Redaksibengkulu.co.id melaporkan, Presiden terpilih Prabowo Subianto kembali menggebrak dengan gagasan ambisiusnya untuk merevolusi sektor kesehatan dan pendidikan di Indonesia. Dalam sebuah forum internasional di London, Prabowo memaparkan rencana pembangunan rumah sakit pendidikan berstandar internasional di setiap kampus, sebuah langkah yang diyakini mampu menghemat devisa negara hingga Rp 101 triliun setiap tahunnya.
Pernyataan tersebut disampaikan Prabowo dalam forum UK-Indonesia Education Roundtable yang digelar di Lancaster House, London, pada Selasa (20/1) lalu.
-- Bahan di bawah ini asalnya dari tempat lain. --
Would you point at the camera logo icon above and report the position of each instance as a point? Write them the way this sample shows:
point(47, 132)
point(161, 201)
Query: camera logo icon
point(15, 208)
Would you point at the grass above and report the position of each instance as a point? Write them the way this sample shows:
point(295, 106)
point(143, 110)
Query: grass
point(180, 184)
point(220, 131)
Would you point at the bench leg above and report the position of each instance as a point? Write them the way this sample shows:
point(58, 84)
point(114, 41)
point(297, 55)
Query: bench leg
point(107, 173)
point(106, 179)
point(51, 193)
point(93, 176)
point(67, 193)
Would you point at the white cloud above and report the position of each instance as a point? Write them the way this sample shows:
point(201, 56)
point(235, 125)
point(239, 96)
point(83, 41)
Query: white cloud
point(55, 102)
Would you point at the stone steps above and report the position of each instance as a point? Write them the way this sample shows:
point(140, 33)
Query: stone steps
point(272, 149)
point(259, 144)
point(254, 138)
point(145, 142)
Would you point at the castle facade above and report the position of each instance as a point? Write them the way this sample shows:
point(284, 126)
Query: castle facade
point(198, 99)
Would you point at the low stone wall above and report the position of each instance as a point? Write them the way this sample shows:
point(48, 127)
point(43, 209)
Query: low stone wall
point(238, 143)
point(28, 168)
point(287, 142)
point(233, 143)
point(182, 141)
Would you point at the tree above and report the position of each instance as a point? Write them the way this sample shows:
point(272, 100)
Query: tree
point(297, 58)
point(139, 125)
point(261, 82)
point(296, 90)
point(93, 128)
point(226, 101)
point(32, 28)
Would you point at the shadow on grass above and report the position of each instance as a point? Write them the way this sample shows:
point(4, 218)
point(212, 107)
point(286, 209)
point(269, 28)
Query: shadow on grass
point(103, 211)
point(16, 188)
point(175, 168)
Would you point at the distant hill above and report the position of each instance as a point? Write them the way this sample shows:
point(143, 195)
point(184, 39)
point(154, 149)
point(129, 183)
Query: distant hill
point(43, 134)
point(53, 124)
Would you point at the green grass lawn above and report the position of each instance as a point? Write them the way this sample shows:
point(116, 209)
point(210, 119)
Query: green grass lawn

Menurutnya, tingginya pengeluaran masyarakat Indonesia untuk berobat ke luar negeri, yang mencapai US$ 6 miliar atau setara Rp 101 triliun (dengan asumsi kurs Rp 16.890 per dolar AS), merupakan potensi besar yang bisa dialihkan untuk memperkuat fasilitas kesehatan di dalam negeri.
"Menurut pendapat saya, jika kita melakukan itu (membangun rumah sakit pendidikan berstandar internasional di setiap kampus), mungkin kita bisa menghemat US$ 6 miliar setiap tahun. Uang tersebut kemudian dapat disalurkan kembali ke universitas dan rumah sakit ini," ujar Prabowo, mengutip keterangan resmi dari Biro Pers, Media, dan Informasi (BPMI) Sekretariat Presiden yang dirilis baru-baru ini.

Related Post
Tak berhenti di situ, Prabowo juga mengumumkan rencana pendirian sepuluh universitas baru yang akan berfokus pada disiplin ilmu krusial seperti kedokteran, kedokteran gigi, farmasi, serta bidang sains dan teknologi. Ia menegaskan bahwa seluruh universitas ini akan dibangun dengan mengadopsi standar internasional tertinggi, khususnya standar pendidikan dari universitas-universitas terbaik di Inggris, serta menjadikan Bahasa Inggris sebagai medium pengajaran utama.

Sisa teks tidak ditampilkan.